Shares of Vera Therapeutics (NASDAQ:VERA) are trading more than 50% lower in pre-market Wednesday after the company presented the results from its Phase 2b "Origin" clinical trial of atacicept in patients with immunoglobulin A nephropathy.

The drug met the primary endpoint at 24 weeks, including a 33% mean reduction in proteinuria from baseline, the company said.

"The positive topline results from the ORIGIN clinical trial demonstrate atacicept’s ability to reduce Gd-IgA1, the source of this disease, which in turn leads to clinically meaningful reductions in proteinuria at an early, 24-week time point, and is strongly supportive of a long-term benefit on kidney function," said Jonathan Barratt, PhD, FRCP, The Mayer Professor of Renal Medicine, University of Leicester, U.K.

Cowen analysts projected last week that Vera stock could drop sharply if the proteinuria reduction fell in the 30-35% range. This is because the drug may be seen as less competitive against future rival treatments.
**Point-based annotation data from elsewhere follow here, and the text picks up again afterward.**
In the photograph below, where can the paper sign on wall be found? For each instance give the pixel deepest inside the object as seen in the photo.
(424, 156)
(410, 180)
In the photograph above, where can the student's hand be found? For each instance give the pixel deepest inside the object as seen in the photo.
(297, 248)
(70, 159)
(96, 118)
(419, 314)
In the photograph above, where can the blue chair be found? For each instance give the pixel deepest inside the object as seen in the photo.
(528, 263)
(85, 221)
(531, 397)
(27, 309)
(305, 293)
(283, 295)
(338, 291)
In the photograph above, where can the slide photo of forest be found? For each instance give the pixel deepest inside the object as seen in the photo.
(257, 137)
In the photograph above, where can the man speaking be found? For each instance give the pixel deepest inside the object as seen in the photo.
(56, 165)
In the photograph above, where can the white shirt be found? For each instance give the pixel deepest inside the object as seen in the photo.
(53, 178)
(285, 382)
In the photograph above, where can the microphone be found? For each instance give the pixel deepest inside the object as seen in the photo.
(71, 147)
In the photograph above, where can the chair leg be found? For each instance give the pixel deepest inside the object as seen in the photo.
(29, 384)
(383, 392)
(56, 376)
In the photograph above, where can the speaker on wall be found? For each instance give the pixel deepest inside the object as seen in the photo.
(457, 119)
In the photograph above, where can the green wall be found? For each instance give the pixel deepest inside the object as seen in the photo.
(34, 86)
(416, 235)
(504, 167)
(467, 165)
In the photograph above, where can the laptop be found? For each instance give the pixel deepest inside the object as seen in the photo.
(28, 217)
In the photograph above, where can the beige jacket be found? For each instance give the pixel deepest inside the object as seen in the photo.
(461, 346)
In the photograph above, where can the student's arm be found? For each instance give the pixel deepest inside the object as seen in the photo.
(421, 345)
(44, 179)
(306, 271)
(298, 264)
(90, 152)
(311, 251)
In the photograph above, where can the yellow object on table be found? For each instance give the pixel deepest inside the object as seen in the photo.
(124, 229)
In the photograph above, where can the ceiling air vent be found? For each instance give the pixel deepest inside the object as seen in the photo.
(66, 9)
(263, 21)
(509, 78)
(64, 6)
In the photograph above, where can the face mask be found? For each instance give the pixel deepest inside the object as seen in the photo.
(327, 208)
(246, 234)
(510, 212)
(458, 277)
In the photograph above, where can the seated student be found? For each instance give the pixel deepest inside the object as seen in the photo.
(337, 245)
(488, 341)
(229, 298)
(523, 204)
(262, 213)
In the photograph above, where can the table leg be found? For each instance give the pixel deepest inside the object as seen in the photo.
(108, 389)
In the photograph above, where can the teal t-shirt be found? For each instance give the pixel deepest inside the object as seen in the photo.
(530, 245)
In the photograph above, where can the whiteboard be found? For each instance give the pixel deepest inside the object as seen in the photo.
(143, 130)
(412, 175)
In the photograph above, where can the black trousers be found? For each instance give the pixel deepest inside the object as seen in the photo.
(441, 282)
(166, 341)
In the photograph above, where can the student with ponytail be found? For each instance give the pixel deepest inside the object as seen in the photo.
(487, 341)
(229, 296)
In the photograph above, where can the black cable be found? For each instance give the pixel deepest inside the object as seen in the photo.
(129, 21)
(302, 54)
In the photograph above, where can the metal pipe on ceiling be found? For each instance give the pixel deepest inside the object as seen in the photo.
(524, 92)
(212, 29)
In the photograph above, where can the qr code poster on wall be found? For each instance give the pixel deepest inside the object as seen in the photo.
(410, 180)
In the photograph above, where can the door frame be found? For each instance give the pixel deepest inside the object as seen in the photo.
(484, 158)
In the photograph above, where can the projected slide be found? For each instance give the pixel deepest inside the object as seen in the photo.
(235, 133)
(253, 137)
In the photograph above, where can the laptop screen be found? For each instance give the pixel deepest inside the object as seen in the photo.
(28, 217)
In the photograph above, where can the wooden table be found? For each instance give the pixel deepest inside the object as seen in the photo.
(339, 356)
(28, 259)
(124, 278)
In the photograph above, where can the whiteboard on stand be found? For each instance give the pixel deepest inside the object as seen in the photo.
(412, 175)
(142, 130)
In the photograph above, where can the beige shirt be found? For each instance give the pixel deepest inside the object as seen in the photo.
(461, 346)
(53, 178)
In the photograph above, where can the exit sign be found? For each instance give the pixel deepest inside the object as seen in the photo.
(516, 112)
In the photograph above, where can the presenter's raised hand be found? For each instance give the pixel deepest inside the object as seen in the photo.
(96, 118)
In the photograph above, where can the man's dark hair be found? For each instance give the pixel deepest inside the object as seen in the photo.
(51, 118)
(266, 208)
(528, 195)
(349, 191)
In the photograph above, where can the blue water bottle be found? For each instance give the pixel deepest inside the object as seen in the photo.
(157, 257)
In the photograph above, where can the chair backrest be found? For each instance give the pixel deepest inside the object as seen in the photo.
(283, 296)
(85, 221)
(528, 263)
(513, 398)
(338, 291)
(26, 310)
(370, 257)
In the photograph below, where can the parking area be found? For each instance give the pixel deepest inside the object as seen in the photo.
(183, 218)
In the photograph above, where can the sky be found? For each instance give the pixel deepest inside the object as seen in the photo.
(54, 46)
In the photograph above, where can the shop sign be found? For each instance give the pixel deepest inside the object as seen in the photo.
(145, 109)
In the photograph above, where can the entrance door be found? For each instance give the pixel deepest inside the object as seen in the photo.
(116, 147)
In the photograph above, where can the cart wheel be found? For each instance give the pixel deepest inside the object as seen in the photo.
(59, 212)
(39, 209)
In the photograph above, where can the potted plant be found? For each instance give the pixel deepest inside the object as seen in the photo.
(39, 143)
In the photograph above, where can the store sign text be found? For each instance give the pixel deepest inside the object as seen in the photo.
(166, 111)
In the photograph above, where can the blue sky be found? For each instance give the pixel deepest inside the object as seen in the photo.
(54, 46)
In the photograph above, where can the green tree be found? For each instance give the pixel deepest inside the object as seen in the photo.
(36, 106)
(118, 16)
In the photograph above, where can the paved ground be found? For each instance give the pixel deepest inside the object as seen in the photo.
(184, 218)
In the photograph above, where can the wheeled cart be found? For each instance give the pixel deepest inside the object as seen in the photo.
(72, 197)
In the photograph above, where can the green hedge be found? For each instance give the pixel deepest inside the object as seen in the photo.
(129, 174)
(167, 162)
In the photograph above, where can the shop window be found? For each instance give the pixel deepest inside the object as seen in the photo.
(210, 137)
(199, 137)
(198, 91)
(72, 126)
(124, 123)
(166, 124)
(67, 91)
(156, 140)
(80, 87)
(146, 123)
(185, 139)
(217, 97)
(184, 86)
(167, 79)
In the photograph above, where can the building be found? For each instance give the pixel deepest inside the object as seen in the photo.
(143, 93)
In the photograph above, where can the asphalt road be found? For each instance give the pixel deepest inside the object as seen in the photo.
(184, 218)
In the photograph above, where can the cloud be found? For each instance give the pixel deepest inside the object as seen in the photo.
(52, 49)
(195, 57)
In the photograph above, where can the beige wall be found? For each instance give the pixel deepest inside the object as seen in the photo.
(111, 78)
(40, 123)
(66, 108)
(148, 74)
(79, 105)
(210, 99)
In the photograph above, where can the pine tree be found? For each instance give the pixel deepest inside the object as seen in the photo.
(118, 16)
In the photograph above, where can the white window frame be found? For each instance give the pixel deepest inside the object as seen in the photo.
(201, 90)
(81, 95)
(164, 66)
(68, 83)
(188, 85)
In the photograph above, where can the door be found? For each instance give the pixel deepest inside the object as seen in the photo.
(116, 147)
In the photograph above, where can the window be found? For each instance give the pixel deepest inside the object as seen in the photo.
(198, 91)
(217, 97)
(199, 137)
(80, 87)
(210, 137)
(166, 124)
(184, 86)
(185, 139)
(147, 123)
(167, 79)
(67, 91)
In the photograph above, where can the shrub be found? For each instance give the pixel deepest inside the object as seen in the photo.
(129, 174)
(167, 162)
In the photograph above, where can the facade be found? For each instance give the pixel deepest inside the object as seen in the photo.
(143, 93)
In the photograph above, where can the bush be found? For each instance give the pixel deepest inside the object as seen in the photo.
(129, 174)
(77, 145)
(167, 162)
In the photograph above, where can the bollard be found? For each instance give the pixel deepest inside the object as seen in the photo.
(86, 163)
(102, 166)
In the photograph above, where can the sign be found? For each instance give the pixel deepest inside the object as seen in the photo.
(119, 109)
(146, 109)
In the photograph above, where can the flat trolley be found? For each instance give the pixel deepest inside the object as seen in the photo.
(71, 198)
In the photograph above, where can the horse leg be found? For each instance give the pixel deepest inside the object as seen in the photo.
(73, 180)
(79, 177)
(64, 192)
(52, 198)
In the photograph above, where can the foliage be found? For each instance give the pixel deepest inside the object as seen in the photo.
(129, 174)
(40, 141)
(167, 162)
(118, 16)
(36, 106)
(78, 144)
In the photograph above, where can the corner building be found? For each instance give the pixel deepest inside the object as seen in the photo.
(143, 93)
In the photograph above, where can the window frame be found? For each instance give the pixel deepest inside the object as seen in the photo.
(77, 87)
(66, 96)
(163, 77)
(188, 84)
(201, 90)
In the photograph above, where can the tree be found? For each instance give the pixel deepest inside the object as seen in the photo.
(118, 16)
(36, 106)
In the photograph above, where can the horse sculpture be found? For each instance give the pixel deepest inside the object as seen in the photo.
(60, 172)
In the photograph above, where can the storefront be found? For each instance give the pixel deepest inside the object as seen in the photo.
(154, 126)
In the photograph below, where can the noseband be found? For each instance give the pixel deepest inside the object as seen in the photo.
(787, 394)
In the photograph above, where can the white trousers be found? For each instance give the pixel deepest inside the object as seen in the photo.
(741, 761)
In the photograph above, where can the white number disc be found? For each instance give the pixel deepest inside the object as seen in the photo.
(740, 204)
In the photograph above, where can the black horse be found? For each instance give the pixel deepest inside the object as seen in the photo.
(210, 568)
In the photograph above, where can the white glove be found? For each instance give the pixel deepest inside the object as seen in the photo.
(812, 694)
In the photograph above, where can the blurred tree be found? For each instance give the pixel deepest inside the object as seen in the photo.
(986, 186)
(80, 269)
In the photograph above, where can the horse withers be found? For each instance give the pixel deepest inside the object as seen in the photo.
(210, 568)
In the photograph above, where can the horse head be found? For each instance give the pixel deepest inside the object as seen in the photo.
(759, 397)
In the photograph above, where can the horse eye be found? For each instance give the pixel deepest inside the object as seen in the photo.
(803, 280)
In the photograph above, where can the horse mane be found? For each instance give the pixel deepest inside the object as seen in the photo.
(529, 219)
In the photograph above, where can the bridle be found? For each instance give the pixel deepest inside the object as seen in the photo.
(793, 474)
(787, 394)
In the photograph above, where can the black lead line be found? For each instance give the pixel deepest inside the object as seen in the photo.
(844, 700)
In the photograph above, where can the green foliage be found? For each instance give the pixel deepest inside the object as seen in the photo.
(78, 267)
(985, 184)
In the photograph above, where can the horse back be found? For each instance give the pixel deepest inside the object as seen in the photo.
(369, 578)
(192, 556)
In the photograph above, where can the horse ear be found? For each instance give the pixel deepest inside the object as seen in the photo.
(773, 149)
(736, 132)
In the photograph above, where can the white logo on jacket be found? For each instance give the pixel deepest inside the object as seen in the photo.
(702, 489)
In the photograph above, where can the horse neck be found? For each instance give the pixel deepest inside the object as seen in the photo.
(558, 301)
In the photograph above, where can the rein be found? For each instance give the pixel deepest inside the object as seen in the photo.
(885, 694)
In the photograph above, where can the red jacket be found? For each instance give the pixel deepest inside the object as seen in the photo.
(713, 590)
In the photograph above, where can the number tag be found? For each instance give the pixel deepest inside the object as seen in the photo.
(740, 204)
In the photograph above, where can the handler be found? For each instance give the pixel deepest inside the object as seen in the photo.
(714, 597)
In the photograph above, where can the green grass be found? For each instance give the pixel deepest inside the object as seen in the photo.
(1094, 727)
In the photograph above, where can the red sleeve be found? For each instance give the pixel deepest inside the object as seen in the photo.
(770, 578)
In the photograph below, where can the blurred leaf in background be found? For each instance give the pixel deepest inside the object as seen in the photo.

In a more positive scenario, Cowen said, shares could surge up to 40%.

The company said it plans to continue developing atacicept with the Phase 3 trial set for the first half of this year.

Despite a crash in Vera stock, Evercore ISI analysts said the broker is comfortable in "buying the stock on weakness given the above in the context of the unmet medical need in IgAN, a lifelong disease that starts early in life."

Similarly, JPMorgan analysts argue that the selloff seems like an overreaction "given that atacicept remains in the game (acknowledging the 36-week data will be an important catalyst in 2Q23) and has a safety profile that appears cleaner than our expectations."

On the other hand, Wedbush analysts downgraded shares to Neutral with an $8 per share price target (down from the prior $33).

"We do see atacicept as potentially approvable assuming results are replicated; however, we also see proteinuria lowering as the most likely driver of prescribing. To that end, we are updating our estimates to shift potential launch to FY27 and after shallowing our market share assumptions," the analysts wrote.

As of 08:13 EST (13:13 GMT), Vera stock is down 61.2% in pre-market Wednesday.